CSG339 Information Retrieval

Project 1

Courtesy to James Allan http://www-ciir.cs.umass.edu/~allan/

Created: Wed 20 Sep 2006
Last modified:

Assigned: Thu 21 Sep 2006
Due: Thu 19 Oct 2006

Project 1 Q&A

Lemur details

Sample:q57_d3_laplace

Sample AP numbers per query

Sample AP for entire system (d=3)

Grading from previous years (not accurate)

This project requires that you use a server to build variations on a simple search engine. For each variation you will run and evaluate a number of queries.

Building an IR system

This project requires that you construct a search engine that can run queries on a corpus and return a ranked list of documents. Rather than having you build a system from the ground up, we are providing a Web interface to an existing search engine. That interface provides you with access to corpus statistics, document information, inverted lists, and so on. You will access it using the protocol, so can implement your project in any language that provides you with Web access, and can run it on any computer that has access to the Web. Computers in the CCISS department's will work, but you are more than welcome to use your own computer.

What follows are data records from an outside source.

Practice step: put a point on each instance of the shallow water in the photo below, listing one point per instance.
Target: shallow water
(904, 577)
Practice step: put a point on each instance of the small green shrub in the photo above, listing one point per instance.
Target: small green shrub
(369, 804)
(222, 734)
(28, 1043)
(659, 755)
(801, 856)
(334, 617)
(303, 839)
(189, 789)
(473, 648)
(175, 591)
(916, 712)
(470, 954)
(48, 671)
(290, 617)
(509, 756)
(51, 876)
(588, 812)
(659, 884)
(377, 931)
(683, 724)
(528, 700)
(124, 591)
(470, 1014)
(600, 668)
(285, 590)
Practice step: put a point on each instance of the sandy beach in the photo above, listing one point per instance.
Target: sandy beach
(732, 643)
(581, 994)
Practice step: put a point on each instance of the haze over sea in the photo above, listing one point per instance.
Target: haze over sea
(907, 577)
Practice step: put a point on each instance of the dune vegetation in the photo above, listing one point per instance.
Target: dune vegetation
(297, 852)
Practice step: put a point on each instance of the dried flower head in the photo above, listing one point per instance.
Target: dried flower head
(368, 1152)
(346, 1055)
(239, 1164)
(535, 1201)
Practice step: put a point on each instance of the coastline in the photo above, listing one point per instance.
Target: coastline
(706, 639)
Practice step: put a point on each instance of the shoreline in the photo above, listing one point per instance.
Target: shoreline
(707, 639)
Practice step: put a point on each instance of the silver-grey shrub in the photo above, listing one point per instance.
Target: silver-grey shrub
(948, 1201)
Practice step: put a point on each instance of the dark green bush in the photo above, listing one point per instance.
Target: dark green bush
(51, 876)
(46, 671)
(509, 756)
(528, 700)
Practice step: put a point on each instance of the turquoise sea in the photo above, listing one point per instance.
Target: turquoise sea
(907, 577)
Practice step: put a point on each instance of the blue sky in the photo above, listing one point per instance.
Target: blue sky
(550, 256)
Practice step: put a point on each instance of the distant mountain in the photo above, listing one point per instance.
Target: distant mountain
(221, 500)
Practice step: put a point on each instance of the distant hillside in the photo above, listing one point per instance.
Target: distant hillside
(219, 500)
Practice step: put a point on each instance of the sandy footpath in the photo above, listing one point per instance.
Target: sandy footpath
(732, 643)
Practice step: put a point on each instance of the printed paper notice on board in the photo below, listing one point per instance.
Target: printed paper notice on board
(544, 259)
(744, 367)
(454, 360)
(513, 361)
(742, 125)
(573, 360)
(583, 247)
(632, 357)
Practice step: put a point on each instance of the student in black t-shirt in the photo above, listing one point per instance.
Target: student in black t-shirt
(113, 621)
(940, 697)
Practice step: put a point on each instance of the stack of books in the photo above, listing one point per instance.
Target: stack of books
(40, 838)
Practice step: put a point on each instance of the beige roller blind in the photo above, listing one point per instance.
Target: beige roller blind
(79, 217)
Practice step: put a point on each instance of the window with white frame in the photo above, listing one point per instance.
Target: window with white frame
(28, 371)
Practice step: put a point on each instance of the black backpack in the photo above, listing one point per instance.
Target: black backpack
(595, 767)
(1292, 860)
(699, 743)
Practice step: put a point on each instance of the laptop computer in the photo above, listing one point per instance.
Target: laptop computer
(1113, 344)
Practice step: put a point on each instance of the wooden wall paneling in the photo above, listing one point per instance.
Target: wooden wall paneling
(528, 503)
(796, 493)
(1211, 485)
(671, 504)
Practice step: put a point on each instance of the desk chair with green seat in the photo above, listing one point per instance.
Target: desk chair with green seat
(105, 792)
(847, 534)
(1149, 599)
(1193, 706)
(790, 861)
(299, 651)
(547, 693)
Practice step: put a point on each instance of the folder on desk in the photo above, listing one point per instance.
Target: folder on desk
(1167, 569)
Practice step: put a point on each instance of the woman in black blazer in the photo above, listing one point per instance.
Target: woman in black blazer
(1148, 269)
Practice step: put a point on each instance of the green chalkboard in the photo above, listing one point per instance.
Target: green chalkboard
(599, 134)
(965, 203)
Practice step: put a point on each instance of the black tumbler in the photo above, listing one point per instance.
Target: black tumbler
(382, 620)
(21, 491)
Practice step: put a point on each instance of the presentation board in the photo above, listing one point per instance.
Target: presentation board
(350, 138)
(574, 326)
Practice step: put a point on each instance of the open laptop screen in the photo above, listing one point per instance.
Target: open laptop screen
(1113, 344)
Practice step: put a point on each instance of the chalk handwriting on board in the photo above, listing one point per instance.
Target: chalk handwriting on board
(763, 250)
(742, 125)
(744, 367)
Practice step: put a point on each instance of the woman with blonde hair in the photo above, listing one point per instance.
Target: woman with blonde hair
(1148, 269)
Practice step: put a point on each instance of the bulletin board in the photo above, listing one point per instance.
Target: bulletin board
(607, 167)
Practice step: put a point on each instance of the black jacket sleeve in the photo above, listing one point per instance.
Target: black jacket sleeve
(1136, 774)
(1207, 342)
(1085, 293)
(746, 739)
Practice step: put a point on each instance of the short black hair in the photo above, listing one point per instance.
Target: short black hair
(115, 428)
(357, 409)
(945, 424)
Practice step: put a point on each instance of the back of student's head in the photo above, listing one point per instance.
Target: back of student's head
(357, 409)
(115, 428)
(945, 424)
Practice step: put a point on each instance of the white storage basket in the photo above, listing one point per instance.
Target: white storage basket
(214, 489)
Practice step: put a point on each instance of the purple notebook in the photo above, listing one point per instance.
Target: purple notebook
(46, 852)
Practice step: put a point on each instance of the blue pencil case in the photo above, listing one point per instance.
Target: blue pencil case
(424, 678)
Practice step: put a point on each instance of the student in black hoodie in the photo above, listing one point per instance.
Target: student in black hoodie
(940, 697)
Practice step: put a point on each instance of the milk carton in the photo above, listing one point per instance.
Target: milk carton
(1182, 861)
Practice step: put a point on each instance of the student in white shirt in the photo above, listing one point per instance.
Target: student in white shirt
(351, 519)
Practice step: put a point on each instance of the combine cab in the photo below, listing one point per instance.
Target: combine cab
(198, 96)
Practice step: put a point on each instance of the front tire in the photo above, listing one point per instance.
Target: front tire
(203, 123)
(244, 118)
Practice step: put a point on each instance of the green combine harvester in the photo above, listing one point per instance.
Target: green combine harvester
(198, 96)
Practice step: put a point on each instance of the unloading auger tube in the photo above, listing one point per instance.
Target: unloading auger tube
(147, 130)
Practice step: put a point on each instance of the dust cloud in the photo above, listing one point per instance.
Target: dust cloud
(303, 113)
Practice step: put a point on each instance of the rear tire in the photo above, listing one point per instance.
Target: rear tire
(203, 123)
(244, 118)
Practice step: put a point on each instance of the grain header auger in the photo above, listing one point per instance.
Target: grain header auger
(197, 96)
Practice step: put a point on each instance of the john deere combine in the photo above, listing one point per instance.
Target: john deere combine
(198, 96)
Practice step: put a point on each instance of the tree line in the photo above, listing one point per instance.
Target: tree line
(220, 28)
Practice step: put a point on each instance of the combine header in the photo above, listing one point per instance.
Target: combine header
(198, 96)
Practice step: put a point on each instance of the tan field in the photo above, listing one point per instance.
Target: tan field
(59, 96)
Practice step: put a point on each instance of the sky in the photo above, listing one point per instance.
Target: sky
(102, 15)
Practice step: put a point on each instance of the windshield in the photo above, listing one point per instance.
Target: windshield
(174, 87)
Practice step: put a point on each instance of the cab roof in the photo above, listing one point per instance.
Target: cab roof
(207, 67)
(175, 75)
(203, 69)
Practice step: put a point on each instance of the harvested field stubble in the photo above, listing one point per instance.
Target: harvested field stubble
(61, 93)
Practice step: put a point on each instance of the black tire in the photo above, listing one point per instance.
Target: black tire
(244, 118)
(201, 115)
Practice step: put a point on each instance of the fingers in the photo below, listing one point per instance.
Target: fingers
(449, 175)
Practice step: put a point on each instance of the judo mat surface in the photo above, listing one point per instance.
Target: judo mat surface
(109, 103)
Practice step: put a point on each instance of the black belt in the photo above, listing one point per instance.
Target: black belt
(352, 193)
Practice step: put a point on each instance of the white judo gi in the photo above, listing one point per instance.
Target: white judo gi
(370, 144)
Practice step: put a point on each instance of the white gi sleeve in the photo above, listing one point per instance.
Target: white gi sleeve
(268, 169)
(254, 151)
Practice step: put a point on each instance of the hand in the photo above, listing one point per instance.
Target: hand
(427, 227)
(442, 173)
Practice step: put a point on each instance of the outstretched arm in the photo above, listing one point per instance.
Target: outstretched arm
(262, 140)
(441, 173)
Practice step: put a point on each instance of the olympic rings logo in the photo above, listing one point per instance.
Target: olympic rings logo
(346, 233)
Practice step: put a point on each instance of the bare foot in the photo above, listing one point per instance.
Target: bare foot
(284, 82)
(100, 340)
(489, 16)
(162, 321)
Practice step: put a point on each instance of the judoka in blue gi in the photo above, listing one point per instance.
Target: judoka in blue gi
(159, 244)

One of the nice things about the CGI interface is that you can get an idea of what it does using any browser. For example, the following CGI command:

http://fiji4.ccs.neu.edu/~zerg/lemurcgi/lemur.cgi?v=encryption

will get you a list of the documents that contain the word "encryption". Go ahead and click on the link to see the output (in a separate window). It lists the number of times the term occurs in the collection (ctf), the total number of documents that contain it (df) and then, for each of the documents containing the term, it lists the documents id, it's length (in bytes), and the number of times the term occurs in that document.

The format is easy for a human to read and should be easy for you to write a parser for. However, to make it even simpler, the interface provides a "program" version of its interface that strips out all of the easy-to-read stuff and gives you a list of numbers that you have to decipher on your own (mostly it strips the column headings). Here is a variation of the link above that does that. Click on it to see the difference.

http://fiji4.ccs.neu.edu/~zerg/lemurcgi/lemur.cgi?g=p&v=encryption

From class, it should be pretty straightforward to imagine how to create a system that reads in a query, gets the inverted lists for all words in the query, and then comes up with a ranked list. You may need other information, and the interface makes everything accessible (we hope). Hema's wiki page contains a rundown of some of the commands, and there is a help command, too:

http://fiji4.ccs.neu.edu/~vip/lemurcgi/lemur.cgi?h=

Play around with the engine to ensure it makes sense.

Three very important tips. First, there is some chance that the servers for this project will change, depending on load. Write all of your code such that the name of the server ("fiji4.ccs.neu.edu" right now) is a variable or constant that can easily be changed.

Second, in order to get efficient processing out of this server, you should string as many commands together as you can. For example, if you want to get term stemming, stopping, and statistics information for three terms, ask for them all at once as in:

http://fiji4.ccs.neu.edu/~zerg/lemurcgi/lemur.cgi?c=encryption&c=star&c=retrieval

(If you use the program mode version of the same command, the Lemur images are dropped.) This is because there is some overhead getting the process started, and putting commands together amortizes that over several requests. It works to do them separately, but it might take longer.

And third, some things will be inefficient this way, no matter what. You may find it useful to use the file listing stem classes and the file that maps between internal and external docidsrather than using calls to the server.

The databases

We have set up a database for you to use for this assignment. They are taken from the AP89 subset of the TREC corpora and consist of 84,678 news stories from the Associated Press in 1989 (here is more information about the corpora if you're curious). In fact, we've set up four versions of the database: all four combinations of using or not using each of stemming and stopping. The collections contain the same documents, but the inverted lists will obviously be different. The "d=?" command will provide you with useful information about the databases.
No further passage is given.